Sunday, May 9, 2010

Lady Gaga's video for "Paparazzi": Irony, innocence, and the death of the heterosexual binary

This is an excerpt from a paper entitled "'We're C-Coming Out': Lady Gaga's Postmodern Videographic and Public Bisexual Persona"



Full disclosure: Åkerlund’s video for Paparazzi does not have the rich visual subtext found in his later Telephone, although the lyrical content is far more relevant to the presented visual themes than the words in the Telephone lyrics. The disjointed presentation that occurs between the narrative and the song-and-dance numbers could have something to do with this, or it could be because this video deals with a heterosexual relationship that does not overtly challenge the representations of relationships. Through a close reading of Lady Gaga’s interactions with her male lover in the video’s narrative and by reading into the irony present in the juxtaposition between the song’s lyrics and the narrative elements, one can understand Gaga’s need to be loved by men and her ultimate distrust of the male relationships she has had in her life. The ending of the video will also provide a clean segue into the beginning of the video for Telephone in which Gaga is punished for her actions toward her heterosexual lover.

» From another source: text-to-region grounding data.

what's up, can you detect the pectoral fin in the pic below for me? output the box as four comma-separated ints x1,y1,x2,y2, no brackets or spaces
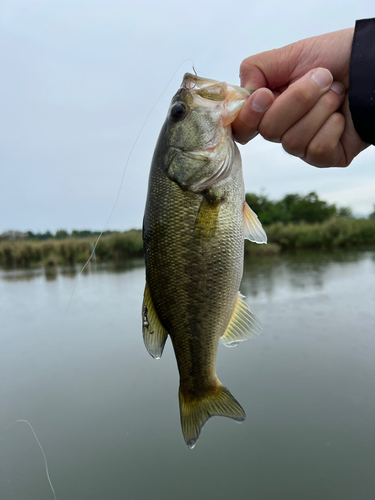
220,292,262,347
243,202,267,244
142,282,168,359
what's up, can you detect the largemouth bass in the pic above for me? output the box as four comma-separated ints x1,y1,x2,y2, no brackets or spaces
142,73,266,448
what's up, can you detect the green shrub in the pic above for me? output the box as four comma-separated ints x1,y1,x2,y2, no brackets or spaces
265,218,375,249
2,221,375,269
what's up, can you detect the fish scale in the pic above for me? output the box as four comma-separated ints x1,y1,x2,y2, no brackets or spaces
142,73,266,448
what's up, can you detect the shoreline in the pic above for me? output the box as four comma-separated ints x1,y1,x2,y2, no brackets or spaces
1,218,375,269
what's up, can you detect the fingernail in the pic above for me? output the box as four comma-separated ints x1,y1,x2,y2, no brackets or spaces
330,81,345,95
311,68,332,88
251,91,272,113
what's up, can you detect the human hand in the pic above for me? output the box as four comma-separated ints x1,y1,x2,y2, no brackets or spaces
232,28,369,167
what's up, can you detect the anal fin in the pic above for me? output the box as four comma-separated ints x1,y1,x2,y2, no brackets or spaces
220,292,262,347
142,282,168,359
243,201,267,244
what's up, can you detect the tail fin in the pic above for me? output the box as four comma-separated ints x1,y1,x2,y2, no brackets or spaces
178,383,246,449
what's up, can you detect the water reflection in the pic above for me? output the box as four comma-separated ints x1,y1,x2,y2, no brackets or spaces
0,258,146,282
44,264,58,281
0,267,44,282
241,248,374,300
1,248,375,500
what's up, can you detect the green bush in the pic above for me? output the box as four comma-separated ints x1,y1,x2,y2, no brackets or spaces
265,217,375,249
0,231,142,268
2,220,375,269
96,230,143,261
246,191,351,225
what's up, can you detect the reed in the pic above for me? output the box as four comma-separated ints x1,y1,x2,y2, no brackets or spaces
95,230,143,261
1,220,375,269
265,218,375,249
0,230,143,268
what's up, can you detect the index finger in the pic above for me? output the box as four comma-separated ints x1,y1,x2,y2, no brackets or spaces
239,43,304,90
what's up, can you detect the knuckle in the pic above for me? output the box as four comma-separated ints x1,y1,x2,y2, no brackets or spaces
239,59,250,78
319,92,344,113
259,120,279,142
236,132,257,145
309,137,330,157
308,138,335,165
292,86,316,108
329,112,345,129
239,56,254,71
282,130,305,156
306,113,346,167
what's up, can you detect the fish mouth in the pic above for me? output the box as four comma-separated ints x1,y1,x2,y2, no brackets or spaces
182,73,250,101
181,72,250,129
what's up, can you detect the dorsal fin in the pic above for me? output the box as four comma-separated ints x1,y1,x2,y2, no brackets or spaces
220,292,262,347
142,282,168,359
243,202,267,244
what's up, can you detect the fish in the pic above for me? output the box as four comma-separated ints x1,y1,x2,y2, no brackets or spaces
142,73,267,449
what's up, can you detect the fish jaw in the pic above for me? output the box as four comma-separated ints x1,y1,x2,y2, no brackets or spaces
181,72,250,127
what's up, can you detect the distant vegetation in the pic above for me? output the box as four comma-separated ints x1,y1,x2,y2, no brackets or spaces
1,193,375,268
25,229,113,241
245,217,375,255
245,191,352,225
244,192,374,254
0,230,143,268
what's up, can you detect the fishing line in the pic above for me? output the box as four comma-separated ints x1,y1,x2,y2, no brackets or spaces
2,59,197,500
61,58,198,326
1,60,199,500
2,419,58,500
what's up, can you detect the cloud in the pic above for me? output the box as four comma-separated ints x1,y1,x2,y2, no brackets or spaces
1,0,374,232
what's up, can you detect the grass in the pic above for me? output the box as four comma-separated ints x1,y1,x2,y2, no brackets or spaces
0,230,143,268
264,217,375,249
2,219,375,269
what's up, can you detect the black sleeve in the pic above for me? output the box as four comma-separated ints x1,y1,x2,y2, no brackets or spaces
349,18,375,145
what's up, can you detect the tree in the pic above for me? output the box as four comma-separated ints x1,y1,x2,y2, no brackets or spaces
282,192,336,224
55,229,69,239
245,193,288,225
246,191,351,225
337,206,353,218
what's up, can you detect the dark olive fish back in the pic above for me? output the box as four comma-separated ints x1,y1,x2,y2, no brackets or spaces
142,73,266,448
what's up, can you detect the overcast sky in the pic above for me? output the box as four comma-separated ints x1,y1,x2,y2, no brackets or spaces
1,0,374,233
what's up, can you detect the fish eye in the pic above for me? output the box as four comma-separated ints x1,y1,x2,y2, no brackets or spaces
170,103,187,121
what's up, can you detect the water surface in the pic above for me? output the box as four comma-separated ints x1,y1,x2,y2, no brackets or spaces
1,250,375,499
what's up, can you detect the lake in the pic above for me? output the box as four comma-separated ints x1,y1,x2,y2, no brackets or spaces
1,249,375,500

Lady Gaga is shown in bed intimately kissing her male lover, played by Swedish actor Alexander Skarsgård of True Blood fame, until he asks her to come with him out to the balcony. In this moment we identify the gender of Gaga’s sexual attraction for this video as a cisman who likely functions as a stand-in for her real-life boyfriend before she became famous. He carries her outside, propping her body on the edge of the balcony ledge, and the viewer soon finds out his real motivations for carrying her outside were not to be romantic but to have their intimate moments captured by the paparazzi. Once the Lady realizes the motivations behind his intentions she hits him across the face, which enrages him enough to drop her small body over the edge of the balcony. Just after both parties have admitted to loving each other – and indeed, Gaga has admitted in interviews that she has “only been in love with men” although she has had sexual attractions to women [1] – the male half of this couple makes the decision to push the woman he “loves” to her death, questioning the ability for love to exist in a life so comingled with artistic performance.

Interestingly enough, the play with gender that occurs between the lyrics of the song and the actions on screen allow for an ironic, nuanced reading of the video that further positions it within Dyer’s definition of the queer camp aesthetic[2]. The lyrics of the song describe a female fan totally “gaga” over an unidentified male celebrity. The fan swears to him that “I’m your biggest fan / I’ll follow you until you love me” and promises “I won’t stop / Until that boy is mine.” Taking on the role of the female fan instead of the celebrity who is typically the object of fandom, she presents a critical look at both herself as a celebrity persona and the obsessive, bloodthirsty fans who subscribe to the cult/ure of celebrity. If we take her male heterosexual lover in this video as an embodiment of a potential adoring (read: obsessive) fan who is actually thinking “I won’t stop / Until that girl is mine.” It is foreboding that these lyrics play over the image of Gaga pushed in a wheelchair and then attempting to walk with crutches; as her voice is heard in the song singing the lyrics above, she advances awkwardly on her crutches as the video is intercut with shots of Lady Gaga sitting on a couch simulating auto-asphyxiation, indicating that obsessive infatuation with both a celebrity and a lover can lead to suffocation. Using fandom as a metaphor for romantic and/or sexual love, Lady Gaga comments on the sacrifices she will go through as a lover, and the subsequent sacrifices that her lover will go through as a die-hard fan, in order to obtain the object of their desire.

At the end of the Fosse-driven dance sequences that occur for the middle portion of the video we return to a now-recovered Lady Gaga and her lover who share afternoon tea together. Lady Gaga pours a flask of poison – the same poison we will later see utilized in Telephone – into his beverage, which kills him almost instantly. Gaga wears a bright yellow outfit decorated with a graphic print of Mouseketeers and black sunglasses quite similar to Mickey Mouse ears. Looking both like a cartoonish and a childish version of herself, Gaga places her hand to her lips in an innocent yet knowing fashion after her lover is officially dead. By poisoning her boyfriend who literally and figuratively robbed her of her mobility both physically and socially, Lady Gaga the character and the actual celebrity will now self-reflexively steal back her rightful place at the top of the fame food chain by the tabloid coverage that this homicide will afford her. By killing off her heterosexual partner Lady Gaga is effectively doing away with this strict sexual binary that society has attempted to assign to her, leaving open the possibility for new forms of sexual exploration. As she is lead into a police car through a sea of screaming fans, Lady Gaga’s regained fame spins out of newspaper headlines as she drives off into the next phase in her life and in her “career”: a short stint in prison.

[1] In an interview with Barbara Walters, Gaga states “I’ve only been in love with men, I’ve never been in love with a woman but that’s really what the song was all about: why, when I was with my boyfriend, was I fantasizing about women?” Walters reacts with far more dignity than Jonathan Ross, who, when she makes a similar proclamation on his show, reacts with “Oh, good lord…blimey.”

[2] Richard Dyer, Heavenly Bodies: Film Stars and Society. London: Routledge, 2004.